Improve customer support with customer relationship management tools
You may have seen the term “CRM” bandied about on blogs and technology sites and wondered what it means. The term stands for “customer relationship management,” and it’s a hot topic for small businesses. CRM is all about improving contacts with existing and future customers. It runs from a sales office fielding calls from potential customers, through to scheduling sales meetings, and on to customer service and technical support after a sale. Maintaining an office just for customer support is an expensive luxury that most small businesses just can’t afford. However, more and better customer relationship management tools are now becoming available to reduce the complexity of this field of business to the point where an existing small team can integrate CRM functions into its usual work schedule. This review examines the top five customer relationship management tools currently on the market.
1) Zendesk
One of the main benefits of customer relationship management tools is that they enable you to focus all the contact channels customers may use to contact you in one dashboard. You centralize information gathered by different team members during customer contact, share any pertinent information, and enable the customer to feel recognized. There is nothing more annoying than calling a company, getting transferred to different people, and having to explain your needs all over again. Zendesk helps keep your team informed regarding contact with customers made by other team members. Therefore, it helps reduce repetition of effort and improves response times to customer queries through workflow scheduling. This customer relationship management tool is cloud based, so you don’t have to install any complicated software, and your team members can access the system from home or while on the move. One element of the Zendesk suite enables you to set up self-help systems, so customers can browse a set of solutions without having to call in for technical support.
2) Get Satisfaction
Zendesk includes a customer self-service module to help reduce the demands on your technical support team, but Get Satisfaction takes this concept one step further by fostering the creation of customer communities. This is like having a Facebook specifically dedicated to your company, its products, and its customers.
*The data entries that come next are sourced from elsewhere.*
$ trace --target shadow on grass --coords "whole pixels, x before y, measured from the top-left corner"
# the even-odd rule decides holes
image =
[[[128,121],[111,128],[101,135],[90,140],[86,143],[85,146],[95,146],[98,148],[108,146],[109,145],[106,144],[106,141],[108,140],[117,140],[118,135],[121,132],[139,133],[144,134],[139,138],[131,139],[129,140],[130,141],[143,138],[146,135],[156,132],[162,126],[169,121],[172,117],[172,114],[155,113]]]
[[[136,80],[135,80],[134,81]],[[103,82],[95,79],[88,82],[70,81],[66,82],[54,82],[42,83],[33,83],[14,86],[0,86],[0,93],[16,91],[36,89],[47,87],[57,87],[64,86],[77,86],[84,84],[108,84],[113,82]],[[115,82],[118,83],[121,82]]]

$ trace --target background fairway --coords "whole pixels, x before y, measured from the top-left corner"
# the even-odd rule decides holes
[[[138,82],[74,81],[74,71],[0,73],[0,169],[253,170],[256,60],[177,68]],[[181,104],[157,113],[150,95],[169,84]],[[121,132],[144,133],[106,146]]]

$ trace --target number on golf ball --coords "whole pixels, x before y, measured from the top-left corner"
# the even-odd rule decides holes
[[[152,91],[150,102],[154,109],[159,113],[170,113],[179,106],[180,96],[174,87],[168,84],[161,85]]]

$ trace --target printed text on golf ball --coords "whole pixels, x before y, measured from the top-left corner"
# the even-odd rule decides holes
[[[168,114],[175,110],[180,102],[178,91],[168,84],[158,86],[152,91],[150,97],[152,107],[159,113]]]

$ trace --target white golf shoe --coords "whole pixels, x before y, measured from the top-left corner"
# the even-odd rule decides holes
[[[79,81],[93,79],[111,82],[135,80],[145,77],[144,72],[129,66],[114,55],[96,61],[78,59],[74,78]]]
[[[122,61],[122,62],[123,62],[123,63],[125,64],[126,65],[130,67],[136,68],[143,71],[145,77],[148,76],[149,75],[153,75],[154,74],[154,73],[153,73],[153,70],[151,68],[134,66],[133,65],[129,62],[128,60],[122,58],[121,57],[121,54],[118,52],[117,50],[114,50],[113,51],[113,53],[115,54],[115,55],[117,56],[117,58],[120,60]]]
You encourage customers to check out the community when they first visit your website. This has the benefit of getting existing customers to guide potential clients on the value and usage of your products. People naturally resist sales pitches, so being able to talk to existing customers gives first-time visitors the courage to buy. The community ethos carries through the customer life cycle, enabling customers to advise each other about how to install and exploit your products to their full potential. Customers having trouble with a purchase can use the community for technical advice as well.
3) SurveyMonkey
SurveyMonkey is the world’s leading online survey platform. It includes access to millions of respondents in the world population, which enables you to research the appeal of your products while they are under development. However, surveys and questionnaires are also key tools in CRM, and you can use SurveyMonkey as a customer relationship management tool. Customer feedback is a key input to improving your services. People are sometimes reluctant to complain if they received poor service, but they will tell their friends, meaning you will lose potential customers without realizing your company is doing anything wrong. Prompting customers for feedback, especially those that chose not to buy, will help you highlight and fix weaknesses in your business’s customer services.
4) Casengo
Casengo is a lot like Zendesk, but it’s a lot cheaper. It can be difficult to choose between these two customer relationship management tools, but fortunately, both offer a 30-day free trial, so whether you choose Casengo or Zendesk may just come down to which of the two you feel more comfortable using. Like Zendesk, Casengo centralizes customer contact channels and provides a central store for records of contact events. Casengo also has a customer self-service module. Both Casengo and Zendesk have a free version with limited functionality. The free version of Casengo only allows you to monitor chat-based contacts with customers. The free version of Zendesk only covers email contact. Casengo is based in Amsterdam, in the Netherlands, so its tariff is priced in Euros, not US dollars. Casengo’s basic paid plan costs €9 per user per month, whereas Zendesk’s cheapest paid package costs US $25 per user, per month. Casengo offers a free trial of any of its packages, but Zendesk’s free trial offers its mid-range package, which retails at US $59 per user, per month. The equivalent package at Casengo costs €29 per user, per month.
5) Deskero
The distinguishing feature of Deskero is that it integrates with Facebook, Twitter, Google+, LinkedIn, and YouTube. So if you focus your marketing efforts on social media, it’ll probably be the most appropriate customer relationship management tool you could choose. The Deskero presentation specifically refers to the system as Help Desk software, so they don’t aim to fulfill all CRM functions, such as pre-sales and sales force support. Deskero has four different price packages, the cheapest of which is free. The free version allows for only one user and integrates with just one social media platform. The cheapest paid package costs US $15 per user per month and can be integrated with accounts on all five of the social media platforms that Deskero supports. Your help desk webpages are hosted on a subdomain of the Deskero site. Although Deskero’s user interface comes as a standard series of pages, these can be customized to reflect the look and feel of your main website.
Prioritize customer support
Customer relationship management tools enable you to quickly and cheaply offer online customer support, without the need to outsource services to a call center. Whether you expect to get customer approaches via the telephone, through a chat screen on your website, or via email will dictate which of the CRM tools listed in this review work best for your enterprise. Fortunately, all these tools offer trial periods or free versions, so log in to each, and play around with their systems to decide which customer relationship management tool is right for you.